This post describes how to calculate a confidence interval on a sample set of more than 30 observations. For this example let's start out with some data of number of e-commerce orders by country (Germany in this case).
In this example we're going to use a 95% confidence interval (CI) that allows us to say something along the lines of "with 95% confidence we can predict that we will see between x and y number of orders coming in from Germany tomorrow". To start out i've organized the values with two columns (date and country).
To start calculating the confidence interval, I'm gonna start filling out a bunch of values in some column to the left of the table, E or F for example. Let's say my table is named Orders and the column containing order quantity for Germany is called GERMANY, then I will get down the following (using column F):
- Number of observations (=COUNT(Orders[GERMANY]))

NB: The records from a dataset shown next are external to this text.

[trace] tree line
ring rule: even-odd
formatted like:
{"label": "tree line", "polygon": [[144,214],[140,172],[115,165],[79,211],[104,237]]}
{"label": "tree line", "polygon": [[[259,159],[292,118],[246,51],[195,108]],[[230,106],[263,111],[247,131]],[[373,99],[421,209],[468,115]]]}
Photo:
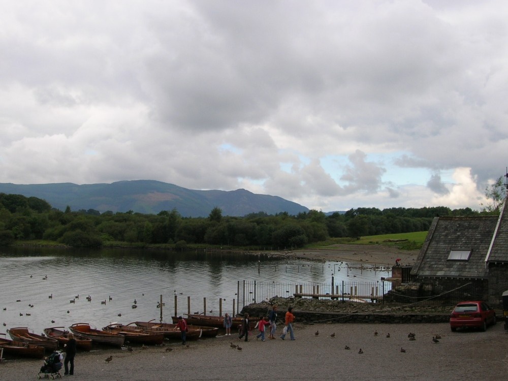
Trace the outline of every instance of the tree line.
{"label": "tree line", "polygon": [[[483,212],[485,213],[485,212]],[[223,216],[214,208],[207,217],[183,217],[176,209],[155,214],[93,209],[73,211],[51,207],[44,200],[0,193],[0,245],[17,241],[46,240],[75,247],[100,247],[122,242],[143,245],[253,247],[301,247],[330,238],[428,230],[436,216],[481,214],[469,208],[351,209],[329,215],[311,210],[290,215],[260,212],[243,217]]]}

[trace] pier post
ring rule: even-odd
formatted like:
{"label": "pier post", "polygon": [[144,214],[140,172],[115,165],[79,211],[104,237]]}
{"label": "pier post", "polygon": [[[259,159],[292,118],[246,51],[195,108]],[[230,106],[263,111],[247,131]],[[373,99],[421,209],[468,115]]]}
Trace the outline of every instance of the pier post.
{"label": "pier post", "polygon": [[162,323],[162,294],[161,294],[161,323]]}

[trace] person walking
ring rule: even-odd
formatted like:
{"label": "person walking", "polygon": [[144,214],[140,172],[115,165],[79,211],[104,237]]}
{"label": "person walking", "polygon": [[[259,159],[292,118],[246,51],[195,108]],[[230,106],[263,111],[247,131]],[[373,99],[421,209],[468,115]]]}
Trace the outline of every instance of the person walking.
{"label": "person walking", "polygon": [[178,316],[178,322],[176,323],[176,327],[180,328],[180,333],[182,336],[182,345],[184,345],[186,342],[187,338],[187,322],[181,316]]}
{"label": "person walking", "polygon": [[[294,321],[295,315],[293,314],[293,307],[290,307],[288,308],[288,312],[286,312],[285,322],[285,327],[284,327],[284,328],[287,330],[286,333],[287,333],[287,332],[290,333],[291,340],[295,340],[295,334],[293,330],[293,325],[291,324],[291,323],[292,323]],[[280,335],[280,338],[284,340],[284,338],[285,337],[285,333],[282,333],[282,334]]]}
{"label": "person walking", "polygon": [[238,339],[241,339],[244,336],[245,337],[245,341],[249,341],[249,331],[250,330],[250,327],[249,326],[249,314],[245,313],[243,315],[243,319],[242,319],[242,325],[240,331],[240,336],[238,336]]}
{"label": "person walking", "polygon": [[275,339],[275,330],[277,329],[277,306],[274,305],[272,306],[272,310],[270,311],[268,315],[268,320],[270,321],[270,335],[268,338],[270,340]]}
{"label": "person walking", "polygon": [[[72,376],[74,374],[74,357],[76,356],[76,339],[72,332],[67,334],[69,341],[65,344],[65,360],[64,361],[64,375]],[[69,368],[69,364],[71,367]],[[60,365],[61,366],[61,365]]]}
{"label": "person walking", "polygon": [[229,313],[224,315],[224,328],[226,328],[226,336],[231,336],[231,326],[233,325],[233,319]]}
{"label": "person walking", "polygon": [[270,322],[267,322],[265,320],[265,316],[260,316],[259,318],[259,321],[258,322],[257,324],[258,330],[259,331],[259,333],[256,335],[256,340],[259,339],[260,337],[261,338],[261,341],[265,341],[265,327],[266,326],[270,325]]}

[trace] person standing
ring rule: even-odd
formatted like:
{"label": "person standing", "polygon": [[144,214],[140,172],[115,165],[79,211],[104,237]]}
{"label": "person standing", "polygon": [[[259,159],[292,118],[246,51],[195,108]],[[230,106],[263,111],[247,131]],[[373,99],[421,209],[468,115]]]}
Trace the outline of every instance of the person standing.
{"label": "person standing", "polygon": [[268,320],[270,321],[270,325],[271,328],[270,330],[270,335],[268,338],[270,340],[275,340],[275,330],[277,329],[277,306],[274,305],[272,307],[272,310],[270,311],[268,315]]}
{"label": "person standing", "polygon": [[241,339],[244,336],[245,337],[245,341],[249,341],[249,331],[250,330],[250,327],[249,327],[249,314],[245,313],[243,315],[243,319],[242,319],[242,326],[241,329],[240,331],[240,336],[238,336],[238,339]]}
{"label": "person standing", "polygon": [[[74,374],[74,357],[76,357],[76,339],[72,332],[67,334],[67,338],[69,341],[65,345],[65,360],[64,361],[64,368],[65,371],[64,375],[72,376]],[[71,364],[71,367],[69,368],[69,364]],[[61,365],[60,365],[61,366]]]}
{"label": "person standing", "polygon": [[184,345],[187,338],[187,322],[181,316],[178,316],[178,322],[176,327],[180,329],[180,334],[182,336],[182,345]]}
{"label": "person standing", "polygon": [[[286,312],[285,323],[285,327],[287,327],[287,332],[290,333],[291,340],[295,340],[295,334],[293,331],[293,325],[291,324],[291,323],[292,323],[294,321],[295,315],[293,314],[293,307],[290,307],[288,308],[288,312]],[[280,336],[280,338],[284,340],[284,338],[285,337],[285,333],[283,333]]]}
{"label": "person standing", "polygon": [[229,313],[224,316],[224,328],[226,328],[226,335],[231,336],[231,326],[233,325],[233,319]]}
{"label": "person standing", "polygon": [[270,325],[270,322],[267,322],[265,320],[265,316],[260,316],[259,317],[259,321],[258,322],[258,330],[259,331],[259,333],[256,335],[256,340],[259,339],[260,337],[261,338],[261,341],[265,341],[265,327],[266,326]]}

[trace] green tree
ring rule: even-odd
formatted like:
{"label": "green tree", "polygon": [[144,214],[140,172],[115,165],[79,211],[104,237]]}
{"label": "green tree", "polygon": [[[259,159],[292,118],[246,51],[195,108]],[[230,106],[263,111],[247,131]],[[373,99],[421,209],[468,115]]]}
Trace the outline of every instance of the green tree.
{"label": "green tree", "polygon": [[487,204],[481,205],[483,208],[482,211],[489,213],[499,213],[499,207],[503,200],[506,198],[506,189],[503,182],[503,177],[500,176],[493,184],[485,187],[485,198]]}

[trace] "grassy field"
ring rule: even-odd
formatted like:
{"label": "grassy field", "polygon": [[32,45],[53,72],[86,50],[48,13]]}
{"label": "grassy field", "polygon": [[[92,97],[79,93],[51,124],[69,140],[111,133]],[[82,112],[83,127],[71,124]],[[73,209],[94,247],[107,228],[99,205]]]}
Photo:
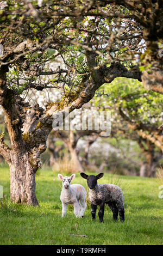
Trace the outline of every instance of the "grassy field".
{"label": "grassy field", "polygon": [[[71,205],[62,218],[61,182],[57,174],[39,171],[36,180],[40,208],[16,204],[11,205],[12,209],[0,208],[0,245],[163,245],[163,199],[158,197],[161,184],[156,179],[105,173],[99,182],[114,183],[123,191],[126,221],[113,222],[106,206],[104,223],[99,223],[97,214],[92,221],[89,202],[84,218],[76,218]],[[88,191],[86,182],[77,174],[72,183],[81,184]],[[0,167],[0,185],[9,202],[7,166]]]}

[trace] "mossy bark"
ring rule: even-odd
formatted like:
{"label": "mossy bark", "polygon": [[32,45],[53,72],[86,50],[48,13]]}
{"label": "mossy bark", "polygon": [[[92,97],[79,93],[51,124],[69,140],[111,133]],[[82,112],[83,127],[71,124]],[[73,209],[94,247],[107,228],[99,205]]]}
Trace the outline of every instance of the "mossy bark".
{"label": "mossy bark", "polygon": [[28,153],[12,155],[9,164],[11,201],[39,206],[35,194],[36,169],[29,163]]}

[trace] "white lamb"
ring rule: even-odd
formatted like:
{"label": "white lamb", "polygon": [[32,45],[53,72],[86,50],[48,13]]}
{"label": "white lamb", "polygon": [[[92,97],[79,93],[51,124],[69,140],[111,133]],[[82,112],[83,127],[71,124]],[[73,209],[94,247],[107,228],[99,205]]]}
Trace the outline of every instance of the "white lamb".
{"label": "white lamb", "polygon": [[[80,184],[70,185],[72,180],[75,178],[74,174],[70,177],[67,176],[63,177],[60,174],[58,174],[58,176],[62,181],[62,188],[60,195],[62,206],[62,217],[64,217],[66,214],[67,205],[72,204],[73,205],[74,214],[76,216],[83,217],[86,208],[85,189]],[[79,201],[80,202],[80,204]]]}

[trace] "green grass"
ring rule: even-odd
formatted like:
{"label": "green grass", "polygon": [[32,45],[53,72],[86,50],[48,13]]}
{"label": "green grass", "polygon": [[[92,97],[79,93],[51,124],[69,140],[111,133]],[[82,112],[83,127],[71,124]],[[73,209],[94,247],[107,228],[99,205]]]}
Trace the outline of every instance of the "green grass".
{"label": "green grass", "polygon": [[[118,218],[114,222],[112,212],[106,206],[104,223],[99,223],[97,214],[92,221],[89,203],[84,218],[76,218],[71,205],[62,218],[61,184],[57,174],[39,171],[36,180],[40,208],[15,204],[5,209],[0,206],[0,245],[163,244],[163,199],[158,198],[160,184],[156,179],[105,173],[99,182],[116,184],[123,191],[126,220],[121,223]],[[73,181],[88,190],[86,180],[79,174]],[[0,185],[4,186],[9,202],[9,172],[5,166],[0,167]]]}

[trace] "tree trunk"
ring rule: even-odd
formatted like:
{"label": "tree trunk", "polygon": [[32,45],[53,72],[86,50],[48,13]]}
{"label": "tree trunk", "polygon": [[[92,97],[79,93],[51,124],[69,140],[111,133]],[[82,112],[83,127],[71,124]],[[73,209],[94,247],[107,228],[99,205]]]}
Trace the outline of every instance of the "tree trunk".
{"label": "tree trunk", "polygon": [[84,172],[84,169],[79,161],[76,149],[71,147],[70,145],[69,145],[68,147],[71,155],[71,160],[73,165],[73,171],[74,172]]}
{"label": "tree trunk", "polygon": [[28,153],[12,154],[10,166],[10,199],[16,203],[39,205],[35,195],[35,173]]}

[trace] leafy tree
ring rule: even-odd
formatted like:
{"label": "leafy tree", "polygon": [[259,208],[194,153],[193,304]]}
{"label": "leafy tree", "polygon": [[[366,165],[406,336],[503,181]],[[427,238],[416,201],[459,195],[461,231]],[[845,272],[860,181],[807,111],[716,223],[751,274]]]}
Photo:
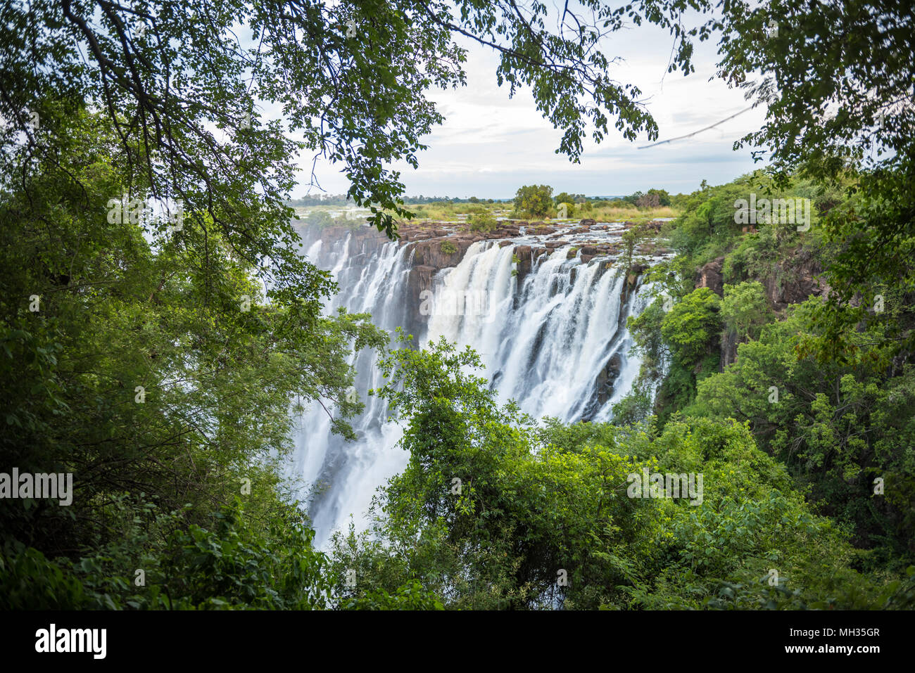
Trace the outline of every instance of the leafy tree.
{"label": "leafy tree", "polygon": [[748,281],[739,285],[726,284],[724,293],[721,318],[725,326],[734,330],[740,340],[757,338],[761,326],[770,322],[770,314],[762,283]]}
{"label": "leafy tree", "polygon": [[514,206],[519,212],[530,213],[533,217],[545,217],[553,206],[553,187],[546,185],[525,185],[518,187]]}
{"label": "leafy tree", "polygon": [[661,334],[671,345],[673,358],[684,367],[699,364],[717,346],[721,329],[720,301],[707,287],[700,287],[677,302],[664,315]]}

- Average (=AVERAGE(Orders[GERMANY]))
- Standard Deviation (=STDEV.S(Orders[GERMANY])
- Confidence Level - for a 95% confidence level this means 0.95
- Significance: (1 - Confidence level), ie. 0.05 (=1-F6 )
- Z-Score: The number of standard deviations from the average where a value is located. In this case we're looking for the z-score within which 95% of the values lie, +/- the number of standard deviations from the mean (=ABS(NORM.S.INV(F7/2))). Absolute values are easier to deal with which is why the ABS function is used.

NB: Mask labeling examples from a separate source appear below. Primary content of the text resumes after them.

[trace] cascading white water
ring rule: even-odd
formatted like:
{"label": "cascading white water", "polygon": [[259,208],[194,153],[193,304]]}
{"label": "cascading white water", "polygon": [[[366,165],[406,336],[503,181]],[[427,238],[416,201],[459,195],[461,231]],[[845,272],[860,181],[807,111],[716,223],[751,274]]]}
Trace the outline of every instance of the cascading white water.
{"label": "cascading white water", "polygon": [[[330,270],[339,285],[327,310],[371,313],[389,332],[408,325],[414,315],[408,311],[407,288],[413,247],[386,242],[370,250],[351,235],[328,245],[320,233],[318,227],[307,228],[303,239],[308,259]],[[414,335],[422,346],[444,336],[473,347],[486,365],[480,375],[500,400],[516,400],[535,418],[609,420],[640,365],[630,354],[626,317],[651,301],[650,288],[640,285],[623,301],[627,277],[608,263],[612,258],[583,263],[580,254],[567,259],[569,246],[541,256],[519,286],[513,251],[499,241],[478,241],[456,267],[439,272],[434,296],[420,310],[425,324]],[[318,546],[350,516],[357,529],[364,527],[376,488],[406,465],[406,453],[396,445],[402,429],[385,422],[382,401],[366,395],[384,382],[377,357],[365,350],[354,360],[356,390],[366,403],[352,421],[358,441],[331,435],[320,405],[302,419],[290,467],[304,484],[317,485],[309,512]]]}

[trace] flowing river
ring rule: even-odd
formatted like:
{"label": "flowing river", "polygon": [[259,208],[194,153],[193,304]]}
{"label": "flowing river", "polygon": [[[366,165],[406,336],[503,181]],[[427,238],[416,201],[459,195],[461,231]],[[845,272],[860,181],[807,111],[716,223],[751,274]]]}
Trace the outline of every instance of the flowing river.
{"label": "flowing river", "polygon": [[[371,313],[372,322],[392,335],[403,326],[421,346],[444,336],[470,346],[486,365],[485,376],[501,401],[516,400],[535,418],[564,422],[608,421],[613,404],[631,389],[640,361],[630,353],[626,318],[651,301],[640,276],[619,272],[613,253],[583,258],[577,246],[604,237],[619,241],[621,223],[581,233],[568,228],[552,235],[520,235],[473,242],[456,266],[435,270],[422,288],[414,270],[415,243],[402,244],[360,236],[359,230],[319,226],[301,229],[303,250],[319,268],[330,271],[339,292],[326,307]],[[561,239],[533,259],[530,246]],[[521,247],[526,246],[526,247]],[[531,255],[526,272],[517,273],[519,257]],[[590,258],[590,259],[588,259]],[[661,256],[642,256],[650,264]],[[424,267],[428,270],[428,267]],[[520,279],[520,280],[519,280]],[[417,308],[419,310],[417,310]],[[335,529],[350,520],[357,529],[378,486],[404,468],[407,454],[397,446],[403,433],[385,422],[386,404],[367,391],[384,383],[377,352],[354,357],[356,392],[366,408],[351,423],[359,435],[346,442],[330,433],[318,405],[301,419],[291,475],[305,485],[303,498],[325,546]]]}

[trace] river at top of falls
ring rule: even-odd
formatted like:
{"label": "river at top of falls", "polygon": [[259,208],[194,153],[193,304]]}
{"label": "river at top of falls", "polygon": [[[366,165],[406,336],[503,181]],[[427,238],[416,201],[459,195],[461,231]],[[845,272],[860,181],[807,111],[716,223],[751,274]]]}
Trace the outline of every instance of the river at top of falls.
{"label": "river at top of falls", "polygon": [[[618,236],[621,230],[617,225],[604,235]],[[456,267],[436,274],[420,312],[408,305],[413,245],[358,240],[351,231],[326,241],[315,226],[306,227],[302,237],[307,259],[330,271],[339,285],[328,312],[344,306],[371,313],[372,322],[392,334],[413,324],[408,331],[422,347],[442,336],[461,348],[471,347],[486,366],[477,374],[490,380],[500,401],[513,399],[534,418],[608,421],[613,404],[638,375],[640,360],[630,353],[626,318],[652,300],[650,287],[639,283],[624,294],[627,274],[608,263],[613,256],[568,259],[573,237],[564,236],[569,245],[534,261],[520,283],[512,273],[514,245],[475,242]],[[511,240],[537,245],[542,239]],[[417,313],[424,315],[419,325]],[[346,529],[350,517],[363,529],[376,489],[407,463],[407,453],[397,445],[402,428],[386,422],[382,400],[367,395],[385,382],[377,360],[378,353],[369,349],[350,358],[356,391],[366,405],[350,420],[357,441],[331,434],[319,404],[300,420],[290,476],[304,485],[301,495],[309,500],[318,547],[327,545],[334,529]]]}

- Standard error - calculated by dividing the standard deviation by the square root of the number of measurements (=F4/(SQRT(F2))). Ie. the expected error expected to occur per standard deviation.
- Margin of error - the z-score multiplied by the standard error
- Lower Limit - Now we can solve for the lower limit which is the same as the sample mean - the margin of error
- Upper Limit - the sample mean - the margin of error
In other the words the 95% confidence interval lies in the range of 6.9 - 8, which is to say we can, with 95% confidence expect 6.9 - 8 orders from Germany any given day.